When he finally realizes his dream of visiting the city, he arrives to a Moscow too disquieting and dark for dreamers like him. His sunshine of innocence begins to get clouded by complicated relationships and the fickleness of human favour. The once-lovely Zina behaves coldly towards him, leaving him bewildered and empty at the unexpected loss of love. To compound his predicament, Anton later gets embroiled in troubles with the corrupt police force. Disillusioned, he decides to join the police force and becomes apprentice to the infamously cruel Chakhlov, who teaches him the tricks of the trade, training him psychologically – he introduces the hows and whys of mind-games -- and the art of violence.

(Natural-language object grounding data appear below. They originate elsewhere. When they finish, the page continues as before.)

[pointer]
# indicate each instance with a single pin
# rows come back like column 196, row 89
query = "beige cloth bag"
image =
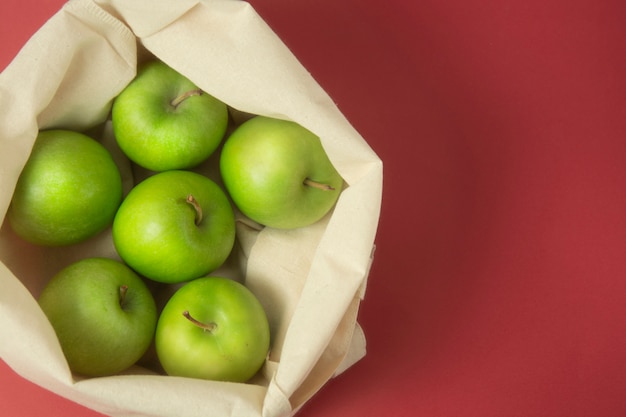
column 310, row 281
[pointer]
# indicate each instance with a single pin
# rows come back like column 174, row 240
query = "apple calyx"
column 320, row 186
column 184, row 96
column 191, row 200
column 206, row 327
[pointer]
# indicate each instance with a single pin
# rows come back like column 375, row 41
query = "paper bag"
column 310, row 280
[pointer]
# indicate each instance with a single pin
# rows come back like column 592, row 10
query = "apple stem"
column 184, row 96
column 207, row 327
column 319, row 186
column 196, row 206
column 123, row 291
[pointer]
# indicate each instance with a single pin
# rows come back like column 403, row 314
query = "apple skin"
column 264, row 164
column 100, row 334
column 155, row 233
column 159, row 136
column 68, row 191
column 233, row 351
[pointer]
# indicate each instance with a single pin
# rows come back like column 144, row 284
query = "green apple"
column 103, row 314
column 213, row 328
column 163, row 121
column 174, row 226
column 68, row 191
column 278, row 174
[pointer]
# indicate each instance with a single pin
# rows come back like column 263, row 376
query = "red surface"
column 499, row 286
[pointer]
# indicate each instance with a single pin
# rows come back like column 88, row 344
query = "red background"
column 499, row 285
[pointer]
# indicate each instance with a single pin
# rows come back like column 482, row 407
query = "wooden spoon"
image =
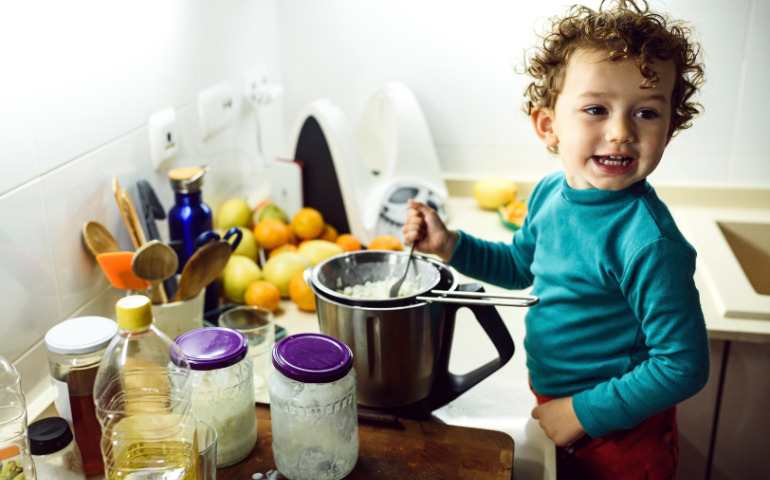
column 155, row 261
column 98, row 239
column 203, row 267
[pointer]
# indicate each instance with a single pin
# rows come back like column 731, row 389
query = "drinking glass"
column 258, row 324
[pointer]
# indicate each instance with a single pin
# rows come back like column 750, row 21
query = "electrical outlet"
column 252, row 80
column 215, row 109
column 163, row 137
column 256, row 89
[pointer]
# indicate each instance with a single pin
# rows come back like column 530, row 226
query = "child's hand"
column 423, row 225
column 559, row 421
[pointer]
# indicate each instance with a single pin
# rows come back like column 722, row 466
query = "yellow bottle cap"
column 134, row 312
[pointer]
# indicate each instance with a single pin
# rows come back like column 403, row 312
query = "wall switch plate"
column 163, row 137
column 255, row 88
column 215, row 109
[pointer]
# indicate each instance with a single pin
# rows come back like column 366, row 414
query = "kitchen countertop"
column 719, row 277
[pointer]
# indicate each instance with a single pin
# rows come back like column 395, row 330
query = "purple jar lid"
column 211, row 348
column 312, row 358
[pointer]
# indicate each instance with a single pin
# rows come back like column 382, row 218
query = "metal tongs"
column 483, row 298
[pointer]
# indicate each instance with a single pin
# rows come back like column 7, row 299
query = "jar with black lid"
column 54, row 450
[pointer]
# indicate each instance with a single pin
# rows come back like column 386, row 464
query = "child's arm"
column 424, row 226
column 558, row 419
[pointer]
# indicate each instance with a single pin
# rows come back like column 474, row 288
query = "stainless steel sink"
column 733, row 257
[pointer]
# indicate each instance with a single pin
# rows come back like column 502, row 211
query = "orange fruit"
column 271, row 233
column 286, row 247
column 386, row 242
column 292, row 236
column 301, row 293
column 348, row 242
column 308, row 223
column 329, row 233
column 262, row 294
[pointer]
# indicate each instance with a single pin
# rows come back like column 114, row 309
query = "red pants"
column 648, row 451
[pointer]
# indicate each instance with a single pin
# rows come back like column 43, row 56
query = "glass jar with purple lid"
column 313, row 407
column 223, row 388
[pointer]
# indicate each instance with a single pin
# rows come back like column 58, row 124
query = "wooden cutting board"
column 401, row 449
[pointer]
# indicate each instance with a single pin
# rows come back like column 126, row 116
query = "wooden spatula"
column 203, row 267
column 117, row 267
column 155, row 261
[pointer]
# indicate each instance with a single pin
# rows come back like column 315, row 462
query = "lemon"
column 270, row 211
column 234, row 212
column 319, row 250
column 238, row 274
column 248, row 245
column 493, row 192
column 280, row 269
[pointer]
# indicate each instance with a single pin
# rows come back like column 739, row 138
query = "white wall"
column 458, row 58
column 78, row 82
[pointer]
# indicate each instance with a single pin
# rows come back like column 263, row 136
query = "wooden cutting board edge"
column 404, row 450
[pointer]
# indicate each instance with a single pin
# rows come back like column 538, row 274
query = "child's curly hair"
column 623, row 31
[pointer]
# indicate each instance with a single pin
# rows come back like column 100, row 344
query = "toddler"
column 618, row 338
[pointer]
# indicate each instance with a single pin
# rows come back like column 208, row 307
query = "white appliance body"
column 388, row 159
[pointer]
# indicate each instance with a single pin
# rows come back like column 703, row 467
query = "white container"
column 223, row 388
column 75, row 349
column 313, row 408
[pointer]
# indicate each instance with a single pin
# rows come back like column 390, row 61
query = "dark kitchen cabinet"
column 724, row 429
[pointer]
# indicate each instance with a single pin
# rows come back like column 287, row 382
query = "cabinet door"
column 741, row 447
column 695, row 418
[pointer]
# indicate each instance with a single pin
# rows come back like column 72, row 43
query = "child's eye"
column 647, row 114
column 595, row 110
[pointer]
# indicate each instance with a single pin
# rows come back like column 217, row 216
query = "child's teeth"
column 614, row 161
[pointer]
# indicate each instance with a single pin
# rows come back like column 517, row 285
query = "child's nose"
column 620, row 130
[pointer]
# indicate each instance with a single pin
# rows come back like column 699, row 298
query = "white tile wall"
column 457, row 57
column 80, row 79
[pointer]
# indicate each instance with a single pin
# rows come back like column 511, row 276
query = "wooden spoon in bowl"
column 98, row 239
column 203, row 267
column 155, row 262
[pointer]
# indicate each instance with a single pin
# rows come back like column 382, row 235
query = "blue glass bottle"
column 190, row 216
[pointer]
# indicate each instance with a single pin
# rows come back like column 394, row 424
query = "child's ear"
column 542, row 120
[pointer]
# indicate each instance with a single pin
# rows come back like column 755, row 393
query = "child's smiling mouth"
column 613, row 160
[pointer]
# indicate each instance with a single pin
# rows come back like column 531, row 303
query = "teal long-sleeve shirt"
column 619, row 326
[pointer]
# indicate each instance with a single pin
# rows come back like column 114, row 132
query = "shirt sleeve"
column 661, row 290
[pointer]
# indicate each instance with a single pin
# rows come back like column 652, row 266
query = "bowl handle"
column 449, row 386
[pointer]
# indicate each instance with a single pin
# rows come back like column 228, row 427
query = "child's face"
column 610, row 132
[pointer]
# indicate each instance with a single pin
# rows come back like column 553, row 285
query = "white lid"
column 81, row 335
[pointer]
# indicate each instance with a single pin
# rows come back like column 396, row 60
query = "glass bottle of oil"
column 142, row 394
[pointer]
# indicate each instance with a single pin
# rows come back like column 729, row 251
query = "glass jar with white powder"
column 223, row 388
column 313, row 408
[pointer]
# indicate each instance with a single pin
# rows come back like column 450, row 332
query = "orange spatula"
column 117, row 267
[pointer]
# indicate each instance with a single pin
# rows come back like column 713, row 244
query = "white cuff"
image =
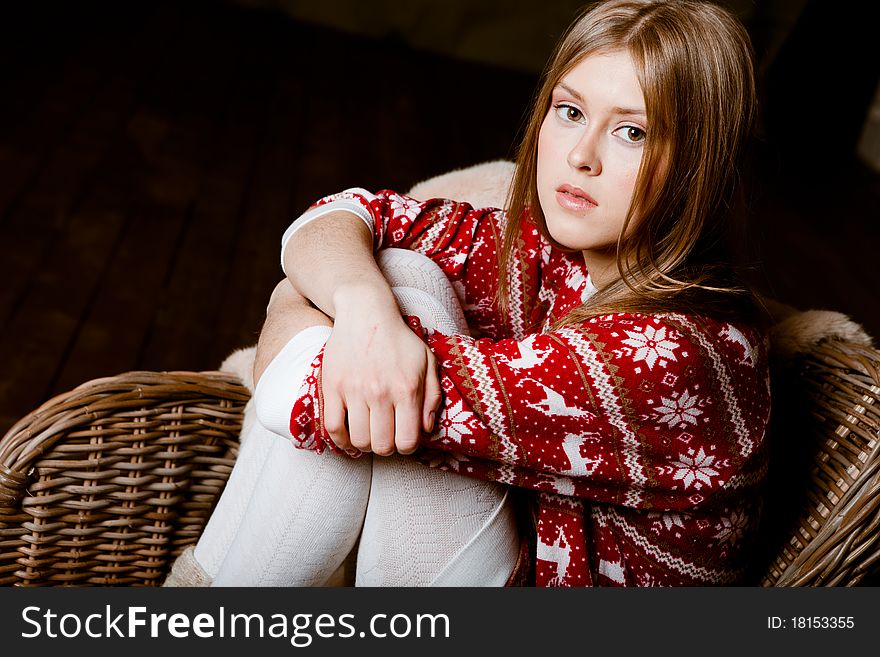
column 341, row 204
column 283, row 379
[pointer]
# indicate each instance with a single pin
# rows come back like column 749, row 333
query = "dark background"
column 152, row 154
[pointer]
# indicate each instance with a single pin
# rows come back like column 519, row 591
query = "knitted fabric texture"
column 641, row 435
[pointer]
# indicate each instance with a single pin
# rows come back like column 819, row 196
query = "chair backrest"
column 822, row 510
column 108, row 483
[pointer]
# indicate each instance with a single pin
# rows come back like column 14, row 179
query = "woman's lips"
column 574, row 199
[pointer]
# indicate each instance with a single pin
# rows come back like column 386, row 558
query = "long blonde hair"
column 694, row 64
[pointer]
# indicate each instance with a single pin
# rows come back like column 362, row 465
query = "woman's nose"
column 585, row 154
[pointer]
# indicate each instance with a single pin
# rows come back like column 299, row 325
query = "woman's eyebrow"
column 629, row 111
column 626, row 111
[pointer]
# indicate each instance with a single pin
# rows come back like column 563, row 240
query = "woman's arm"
column 379, row 381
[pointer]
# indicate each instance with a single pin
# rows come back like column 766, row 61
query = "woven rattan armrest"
column 822, row 522
column 107, row 483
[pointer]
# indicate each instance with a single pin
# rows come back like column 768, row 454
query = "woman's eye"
column 569, row 113
column 632, row 134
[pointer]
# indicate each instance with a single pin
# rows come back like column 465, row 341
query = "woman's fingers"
column 382, row 429
column 406, row 426
column 359, row 426
column 335, row 421
column 433, row 395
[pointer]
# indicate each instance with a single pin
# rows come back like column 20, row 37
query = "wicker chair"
column 108, row 483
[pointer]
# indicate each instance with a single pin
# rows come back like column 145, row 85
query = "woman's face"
column 589, row 150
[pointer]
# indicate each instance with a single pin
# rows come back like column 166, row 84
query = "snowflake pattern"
column 666, row 521
column 645, row 376
column 679, row 411
column 456, row 423
column 651, row 346
column 731, row 528
column 695, row 469
column 401, row 206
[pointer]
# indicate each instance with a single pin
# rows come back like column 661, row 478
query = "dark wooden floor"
column 151, row 157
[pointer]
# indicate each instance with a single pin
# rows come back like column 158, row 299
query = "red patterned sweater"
column 643, row 434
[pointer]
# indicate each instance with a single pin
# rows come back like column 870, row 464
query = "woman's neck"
column 601, row 266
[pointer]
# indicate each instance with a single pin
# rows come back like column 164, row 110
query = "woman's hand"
column 380, row 382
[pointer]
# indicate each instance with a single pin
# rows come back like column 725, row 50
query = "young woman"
column 613, row 363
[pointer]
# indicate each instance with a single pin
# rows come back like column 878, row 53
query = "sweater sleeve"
column 642, row 411
column 463, row 241
column 639, row 411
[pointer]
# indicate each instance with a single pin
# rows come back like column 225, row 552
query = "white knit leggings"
column 289, row 517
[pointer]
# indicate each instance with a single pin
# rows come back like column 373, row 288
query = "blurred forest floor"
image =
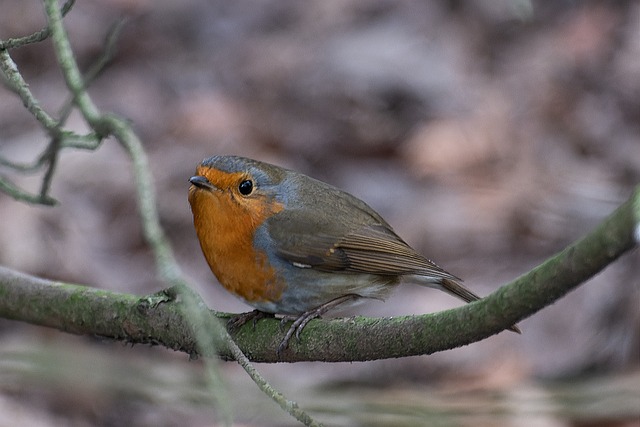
column 490, row 135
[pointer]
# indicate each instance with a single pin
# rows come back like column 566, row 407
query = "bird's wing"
column 371, row 248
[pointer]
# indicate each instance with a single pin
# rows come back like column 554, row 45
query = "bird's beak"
column 202, row 182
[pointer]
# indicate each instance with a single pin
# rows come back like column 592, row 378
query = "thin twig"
column 36, row 37
column 154, row 235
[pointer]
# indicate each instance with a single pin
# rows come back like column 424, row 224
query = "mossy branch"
column 158, row 319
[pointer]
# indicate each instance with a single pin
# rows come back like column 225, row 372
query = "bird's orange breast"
column 226, row 227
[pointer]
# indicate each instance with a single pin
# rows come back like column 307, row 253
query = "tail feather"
column 457, row 289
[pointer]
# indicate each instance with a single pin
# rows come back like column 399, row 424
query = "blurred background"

The once innocuous Anton then embarks on a mortifying path towards Moscow’s daunting underground world, and takes us along for a chilling ride.

Kremen is Russian for “stone”. Or, to be more precise, “flint”, an element so hard it produces sparks if rubbed against steel. This is how Anton Remizov, a young man from the province straight out of the army describes himself: as hard as stone. And – as the story will prove – dangerously flammable like a simple lighter if brought close to dangerous elements. And these elements are all over the seductive capital which Anton is so eager to reach, in search of a chance and of those people who could help him change (unexpectedly) his existence. The hardships of military discipline have deeply moulded him and he feels ready to face any circumstance, to conquer the heart of that girl whose name he has tattooed on his body. But she will prove the greatest disappointment Anton will have to accept.

The uncompromising young man finds himself fighting against corruption, deceit, loneliness, indifference in his own very special way. The greyness of certain moods is reflected in the stillness of postures and through a bare cinematography where white prevails over anything else recalling the pictorial abstractions of Malevic.

The musical theme is a fragment playing monotonously and obsessively throughout the film, like the whistle of authority signalling with perseverance the breaking of rules. “Kremen” is written and directed by a young Russian filmmaker whose first feature feels like a meeting point between private thoughts and the stories of cinema and literary classics. The life and psychology of New York’s “Taxi Driver” meet “The Great Expectations” of a young blacksmith’s apprentice from London. Like these characters, Anton’s brutal yet heroic actions are not simply the extreme consequences of a bitter disenchantment. They also show his fierce frustration born from the wish to improve himself and the surrounding world in order to emerge from the alienating metropolitan dullness to assume the needed glory that will help conquer the heart of a woman he has idealised.